Happy days that are now, unfortunately, long gone.

Two of them have a birthday coming up and no one has so far asked for a stick. An iPhone (you must be kidding, right?), a trampoline, but no sticks.

The youngest two are still crazy for cardboard boxes however. What is it about boys and boxes? If Middle One sees me demolishing an empty box - and I do love a bit of shredding - he goes mental.

“I needed that box! I was going to make something/keep my gerbil in it/use it for storing things…”

So I try to get boxes out of the house as soon as possible. As for boxes that come full of those white, foam, wiggly things - horror! I had to shower Youngest down last week after we unpacked lamps from John Lewis along with hundreds of tiny, sticky balls. They got everywhere: on his eyelashes, down his pants…

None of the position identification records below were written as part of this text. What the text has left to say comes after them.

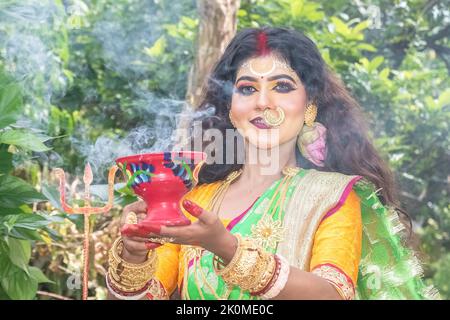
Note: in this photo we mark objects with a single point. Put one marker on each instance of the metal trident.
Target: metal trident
(86, 210)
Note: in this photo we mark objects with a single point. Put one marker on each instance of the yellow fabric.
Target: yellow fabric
(338, 239)
(169, 268)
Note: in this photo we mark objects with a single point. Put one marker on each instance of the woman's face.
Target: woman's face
(267, 83)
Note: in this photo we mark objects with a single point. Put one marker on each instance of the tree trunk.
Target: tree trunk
(217, 26)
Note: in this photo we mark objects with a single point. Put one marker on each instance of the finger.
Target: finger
(175, 232)
(135, 247)
(152, 245)
(141, 216)
(198, 212)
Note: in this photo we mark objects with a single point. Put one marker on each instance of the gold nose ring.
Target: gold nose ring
(271, 120)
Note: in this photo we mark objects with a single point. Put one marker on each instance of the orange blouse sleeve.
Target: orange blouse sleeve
(336, 251)
(169, 271)
(166, 272)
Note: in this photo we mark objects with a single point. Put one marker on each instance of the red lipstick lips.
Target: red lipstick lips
(259, 123)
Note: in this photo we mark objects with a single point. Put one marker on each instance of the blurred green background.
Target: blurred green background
(78, 76)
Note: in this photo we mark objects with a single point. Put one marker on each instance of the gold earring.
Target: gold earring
(231, 120)
(310, 114)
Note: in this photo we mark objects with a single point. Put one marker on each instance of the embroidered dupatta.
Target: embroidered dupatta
(388, 269)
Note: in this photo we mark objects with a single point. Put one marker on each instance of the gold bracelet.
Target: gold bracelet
(267, 275)
(251, 268)
(129, 276)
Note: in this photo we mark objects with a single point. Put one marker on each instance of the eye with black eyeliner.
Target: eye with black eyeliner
(245, 90)
(284, 87)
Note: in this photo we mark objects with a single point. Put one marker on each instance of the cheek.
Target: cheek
(240, 106)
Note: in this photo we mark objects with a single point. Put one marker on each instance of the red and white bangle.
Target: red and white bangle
(279, 280)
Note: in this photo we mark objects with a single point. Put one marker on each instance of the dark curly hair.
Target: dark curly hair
(350, 150)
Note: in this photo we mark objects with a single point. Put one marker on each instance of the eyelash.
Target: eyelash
(287, 88)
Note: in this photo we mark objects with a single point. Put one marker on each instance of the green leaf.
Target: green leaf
(375, 63)
(14, 192)
(366, 47)
(10, 102)
(19, 253)
(52, 194)
(5, 159)
(19, 285)
(38, 275)
(296, 8)
(25, 139)
(360, 27)
(341, 27)
(444, 99)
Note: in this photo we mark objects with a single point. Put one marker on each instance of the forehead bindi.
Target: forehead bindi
(266, 67)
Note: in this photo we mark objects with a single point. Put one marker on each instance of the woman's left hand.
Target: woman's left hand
(207, 232)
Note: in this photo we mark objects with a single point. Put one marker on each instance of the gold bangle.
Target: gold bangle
(129, 276)
(267, 275)
(220, 271)
(251, 268)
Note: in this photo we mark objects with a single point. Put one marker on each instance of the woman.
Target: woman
(311, 227)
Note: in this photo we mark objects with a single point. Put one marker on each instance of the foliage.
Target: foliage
(19, 226)
(101, 68)
(394, 57)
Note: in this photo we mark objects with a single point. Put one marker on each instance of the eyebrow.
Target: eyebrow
(270, 78)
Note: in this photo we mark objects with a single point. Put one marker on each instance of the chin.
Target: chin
(263, 144)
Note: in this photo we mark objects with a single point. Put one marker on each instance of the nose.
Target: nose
(264, 100)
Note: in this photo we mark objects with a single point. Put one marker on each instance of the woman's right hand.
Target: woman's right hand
(135, 249)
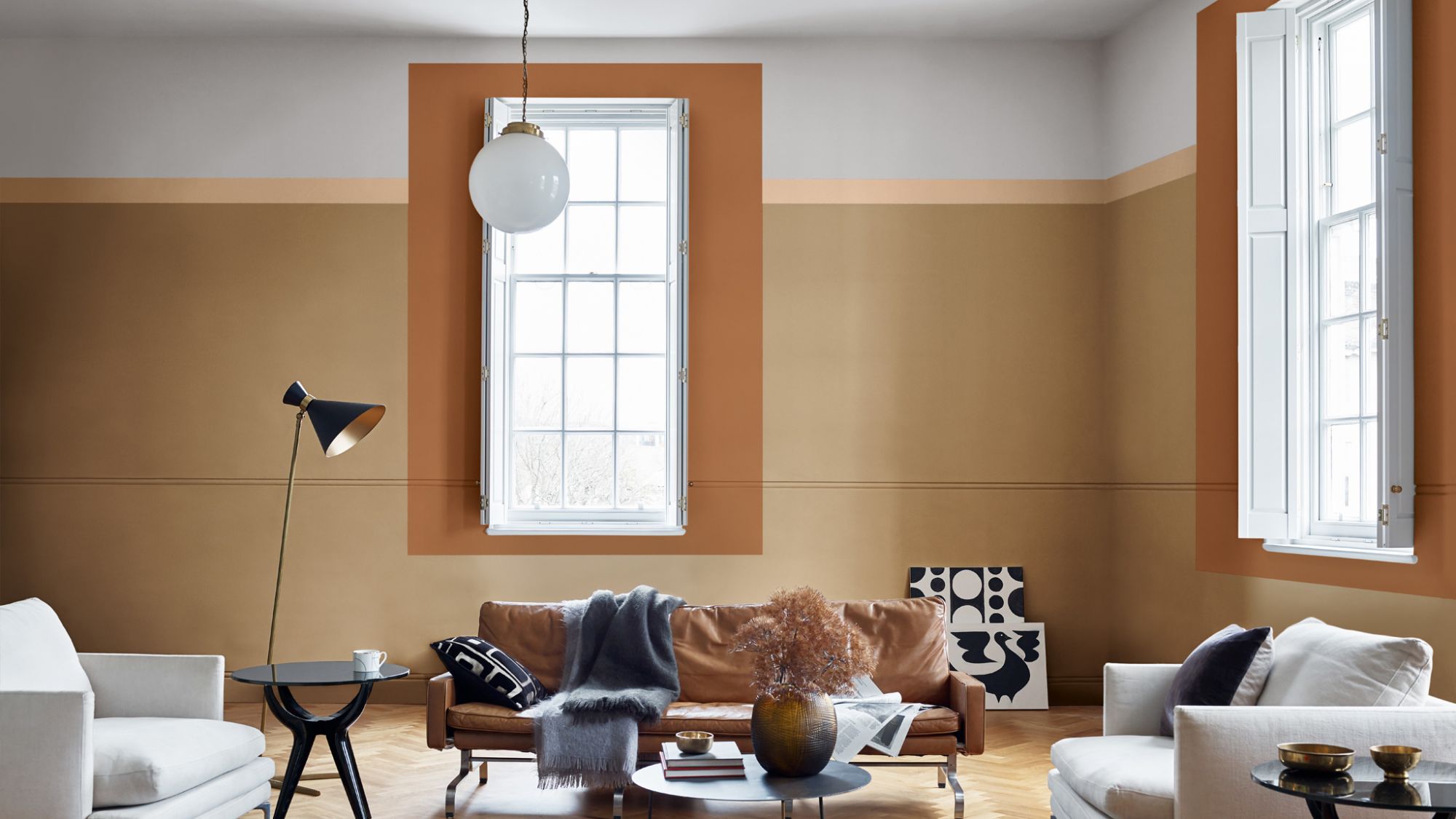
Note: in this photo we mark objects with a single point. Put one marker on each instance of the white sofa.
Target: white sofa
(1203, 769)
(117, 736)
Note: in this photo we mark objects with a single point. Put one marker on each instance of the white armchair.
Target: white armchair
(117, 736)
(1203, 771)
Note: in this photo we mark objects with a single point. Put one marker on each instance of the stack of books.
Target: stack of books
(724, 759)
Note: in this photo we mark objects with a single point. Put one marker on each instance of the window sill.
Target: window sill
(516, 529)
(1342, 551)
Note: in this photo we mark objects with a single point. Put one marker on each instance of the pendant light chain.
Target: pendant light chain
(526, 25)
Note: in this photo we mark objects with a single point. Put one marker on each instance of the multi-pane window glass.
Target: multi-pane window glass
(1346, 305)
(593, 426)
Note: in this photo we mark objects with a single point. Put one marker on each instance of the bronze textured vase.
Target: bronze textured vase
(794, 736)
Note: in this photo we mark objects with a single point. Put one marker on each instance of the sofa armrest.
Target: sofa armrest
(439, 698)
(157, 685)
(46, 753)
(1216, 746)
(1133, 697)
(969, 700)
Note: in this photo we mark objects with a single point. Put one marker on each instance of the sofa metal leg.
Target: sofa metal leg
(956, 784)
(465, 771)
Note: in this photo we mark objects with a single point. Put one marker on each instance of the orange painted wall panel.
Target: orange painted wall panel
(1219, 548)
(726, 302)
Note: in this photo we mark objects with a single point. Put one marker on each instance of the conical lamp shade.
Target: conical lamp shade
(340, 424)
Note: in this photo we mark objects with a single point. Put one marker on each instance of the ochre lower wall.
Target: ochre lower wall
(933, 389)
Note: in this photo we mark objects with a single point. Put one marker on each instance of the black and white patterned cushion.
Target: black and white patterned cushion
(486, 673)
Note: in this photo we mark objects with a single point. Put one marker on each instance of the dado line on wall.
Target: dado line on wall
(775, 191)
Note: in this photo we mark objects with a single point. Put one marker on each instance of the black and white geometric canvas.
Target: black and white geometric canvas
(1011, 662)
(975, 593)
(988, 634)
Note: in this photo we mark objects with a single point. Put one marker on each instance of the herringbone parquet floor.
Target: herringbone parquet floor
(405, 780)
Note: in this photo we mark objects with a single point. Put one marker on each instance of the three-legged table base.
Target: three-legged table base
(336, 730)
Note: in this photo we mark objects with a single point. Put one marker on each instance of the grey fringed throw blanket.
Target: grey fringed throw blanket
(620, 672)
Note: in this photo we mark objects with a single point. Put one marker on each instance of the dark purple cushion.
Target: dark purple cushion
(1218, 669)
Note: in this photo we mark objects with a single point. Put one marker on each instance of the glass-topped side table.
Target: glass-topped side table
(1432, 787)
(277, 679)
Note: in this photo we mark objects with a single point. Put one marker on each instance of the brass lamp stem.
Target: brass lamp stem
(283, 544)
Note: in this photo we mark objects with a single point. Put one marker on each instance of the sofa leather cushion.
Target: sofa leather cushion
(36, 650)
(723, 719)
(906, 634)
(1225, 669)
(143, 759)
(1126, 777)
(486, 673)
(1323, 665)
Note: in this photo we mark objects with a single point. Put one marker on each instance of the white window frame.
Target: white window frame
(497, 513)
(1283, 212)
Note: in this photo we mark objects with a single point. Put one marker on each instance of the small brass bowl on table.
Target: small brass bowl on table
(1317, 756)
(695, 742)
(1396, 759)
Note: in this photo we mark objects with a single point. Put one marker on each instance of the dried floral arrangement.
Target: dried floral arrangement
(803, 646)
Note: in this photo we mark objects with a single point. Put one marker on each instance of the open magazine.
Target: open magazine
(871, 719)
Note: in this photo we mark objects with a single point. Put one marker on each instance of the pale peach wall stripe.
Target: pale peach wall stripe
(933, 191)
(1154, 174)
(775, 191)
(205, 190)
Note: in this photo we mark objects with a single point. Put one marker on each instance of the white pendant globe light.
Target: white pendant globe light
(519, 183)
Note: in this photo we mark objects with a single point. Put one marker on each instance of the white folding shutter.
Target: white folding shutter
(493, 346)
(1397, 196)
(1266, 91)
(678, 304)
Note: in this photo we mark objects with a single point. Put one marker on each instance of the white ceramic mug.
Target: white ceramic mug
(369, 660)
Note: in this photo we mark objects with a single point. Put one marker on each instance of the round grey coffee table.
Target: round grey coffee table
(756, 786)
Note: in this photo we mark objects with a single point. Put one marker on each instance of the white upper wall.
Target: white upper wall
(1150, 87)
(337, 107)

I let them keep a small stash of boxes in a cupboard and from time to time - for God’s sake don’t tell them - I have a little purge. I can always say the cleaner did it. She gets blamed for a lot.

Three years ago, when we moved, I dismantled a strange cardboard box-hanging-from-the-ceiling-from-an-old-piece-of-string arrangement in Eldest’s bedroom, throwing out most of the contents. You know the sort of thing: a few empty coke cans, some moldering conkers. I thought he’d forget, but he’s still looking for it.

Chucking things out is just something mums do, we have to, or we’d all drown in the tat. Just watch out for those transparent, orange recycling bags - they can spot a precious drawing through one of those devils at five paces.

“My drawing!”

“Oh no darling, what has the cleaner done?”

And then there are imaginary boxes. When Eldest was little he used to get scared at night. He was particularly freaked out by a Bible story (thank you Year 1 Teacher, you know who you are). I think it was the goat in was the burning bush. Anyway, one night it was really bad and I had to pull out all the stops.

So, getting into his bed and holding him close, I told him to imagine shrinking the monster until it was tiny, then dropping it into a strong box, winding a big chain around it, locking it up with a large, shiny padlock, carrying it down the garden, digging a hole, placing the box in the hole, covering the hole with soil, and then, finally, going back to the house. Genius.

He lay perfectly still listening to this long, detailed and (though I say so myself) rather brilliant ruse and then said,

“Mummy?”

“Yes darling.”

“That padlock…can I keep it?”

Actually, I think we gave him one as a birthday present that year.

Now that’s thinking outside the box.